The Terminator franchise has now been going for thirty years, and it's going to need a reboot of sorts if it plans to stay alive.  Personally, I'd be fine letting lay fallow or never coming back to it again since every sequel diminishes the ending of T2 ("We might have saved the world!"; "Nope.  No you didn't.  In no way what so ever.")  But as the cover of EW proclaims, Terminator: Genisys (spelling is for nerds) is trying to "save a billion-dollar franchise."  And how do you go about that?  With a character description that will have you scratching your head.

Hit the jump to learn more about the movie and to check out the Terminator: Genisys images from EW, which provide a first look at the characters.  The film opens July 1, 2015 and stars Emilia Clarke, Jai Courtney, Jason Clarke, Matt Smith, J.K. Simmons, Dayo Okeniyi and Byung Hun Lee.

We know that Terminator: Genisys isn't going to be a sequel or a reboot, and according to Courtney, it's a "reset" for the franchise.  The movie takes place in 2029, but also has Kyle Reese (Courtney) going to 1984.  EW [via The Playlist] provides a few new details about the film:

Sarah Connor isn’t the innocent she was when Linda Hamilton first sported feathered hair and acid-washed jeans in the role. Nor is she Hamilton’s steely zero body-fat warrior in 1991’s T2. Rather, the mother of humanity’s messiah was orphaned by a Terminator at age 9. Since then, she’s been raised by (brace yourself) Schwarzenegger’s Terminator—an older T-800 she calls “Pops”—who is programmed to guard rather than to kill.

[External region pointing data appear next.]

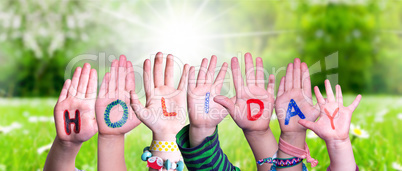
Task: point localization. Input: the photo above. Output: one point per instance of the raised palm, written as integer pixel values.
(255, 89)
(162, 120)
(295, 85)
(203, 110)
(79, 96)
(115, 87)
(335, 119)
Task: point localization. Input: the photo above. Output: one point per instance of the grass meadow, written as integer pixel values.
(379, 116)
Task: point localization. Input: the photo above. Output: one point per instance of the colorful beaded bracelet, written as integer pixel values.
(157, 163)
(288, 162)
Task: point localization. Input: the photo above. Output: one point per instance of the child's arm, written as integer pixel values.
(76, 104)
(293, 103)
(165, 110)
(333, 127)
(250, 100)
(114, 115)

As a result, Sarah is a highly trained antisocial recluse who’s great with a sniper rifle but not so skilled at the nuances of human emotion.

"Orphaned" seems like wrong verb choice here since "orphan" in a parentage sense usually applies to birth parents, so unless she was created by robo-sperm, EW's description raises more questions than it answers.  Or this could just be a poor verb choice on EW's part and when it says "orphaned by", it means a Terminator killed her parents, therefore making her an orphan.  Either way, does this mean a Terminator was kicking around in the 1970s?

Also, I like the idea of a "Pops" Terminator, which calls to mind the Big Daddy from BioShock—an unstoppable killing machine working to protect its ward.

Producer David Ellison adds:

Since she was 9 years old, she has been told everything that was supposed to happen.  But Sarah fundamentally rejects that destiny. She says, 'That's not what I want to do.' It's her decision that drives the story in a very different direction.

We still don't know where an adult John Connor (Jason Clarke) factors in, and according to the EW cover, Matt Smith is playing "????", but judging by his outfit, it looks like he's planning a fellow soldier.  Also, I love that there's a Terminator totally photo-bombing their cover.